Schrittwieser J; Antonoglou I; Hubert T; Simonyan K; Sifre L; Schmitt S; Guez A; Lockhart E; Hassabis D; Graepel T; Lillicrap T; Silver D

Nature, Vol.588, No.7839, 604-+, 2020

DOI10.1038/s41586-020-03051-4 Export Citation

Mastering Atari, Go, chess and shogi by planning with a learned model

Schrittwieser J, Antonoglou I, Hubert T, Simonyan K, Sifre L, Schmitt S, Guez A, Lockhart E, Hassabis D, Graepel T, Lillicrap T, Silver D

Constructing agents with planning capabilities has long been one of the main challenges in the pursuit of artificial intelligence. Tree-based planning methods have enjoyed huge success in challenging domains, such as chess(1) and Go(2), where a perfect simulator is available. However, in real-world problems, the dynamics governing the environment are often complex and unknown. Here we present the MuZero algorithm, which, by combining a tree-based search with a learned model, achieves superhuman performance in a range of challenging and visually complex domains, without any knowledge of their underlying dynamics.
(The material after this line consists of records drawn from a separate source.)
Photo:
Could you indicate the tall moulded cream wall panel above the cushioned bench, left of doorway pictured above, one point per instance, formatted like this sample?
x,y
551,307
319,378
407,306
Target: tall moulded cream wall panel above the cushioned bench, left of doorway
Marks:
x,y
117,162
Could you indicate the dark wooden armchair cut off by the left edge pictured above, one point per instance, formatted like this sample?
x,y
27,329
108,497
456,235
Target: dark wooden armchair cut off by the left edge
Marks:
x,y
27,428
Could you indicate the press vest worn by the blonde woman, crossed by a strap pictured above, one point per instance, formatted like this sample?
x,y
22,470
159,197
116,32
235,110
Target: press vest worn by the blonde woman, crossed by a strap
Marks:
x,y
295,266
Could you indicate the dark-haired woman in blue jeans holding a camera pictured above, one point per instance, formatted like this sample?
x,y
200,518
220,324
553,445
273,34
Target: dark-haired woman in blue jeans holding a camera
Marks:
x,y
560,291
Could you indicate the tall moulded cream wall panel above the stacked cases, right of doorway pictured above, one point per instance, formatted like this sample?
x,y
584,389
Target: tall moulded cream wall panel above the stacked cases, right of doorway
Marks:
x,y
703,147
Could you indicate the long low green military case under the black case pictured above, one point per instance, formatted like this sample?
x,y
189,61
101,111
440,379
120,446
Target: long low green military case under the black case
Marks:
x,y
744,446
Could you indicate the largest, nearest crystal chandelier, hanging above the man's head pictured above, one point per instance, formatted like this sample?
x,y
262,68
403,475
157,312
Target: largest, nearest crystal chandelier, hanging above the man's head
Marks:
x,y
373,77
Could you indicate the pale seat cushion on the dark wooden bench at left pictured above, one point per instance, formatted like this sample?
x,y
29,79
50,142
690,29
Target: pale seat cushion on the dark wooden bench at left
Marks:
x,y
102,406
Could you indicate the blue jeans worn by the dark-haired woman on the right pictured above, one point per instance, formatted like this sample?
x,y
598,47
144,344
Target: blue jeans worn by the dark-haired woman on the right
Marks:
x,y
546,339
The MuZero algorithm learns an iterable model that produces predictions relevant to planning: the action-selection policy, the value function and the reward. When evaluated on 57 different Atari games(3)-the canonical video game environment for testing artificial intelligence techniques, in which model-based planning approaches have historically struggled(4)-the MuZero algorithm achieved state-of-the-art performance. When evaluated on Go, chess and shogi-canonical environments for high-performance planning-the MuZero algorithm matched, without any knowledge of the game dynamics, the superhuman performance of the AlphaZero algorithm(5) that was supplied with the rules of the game.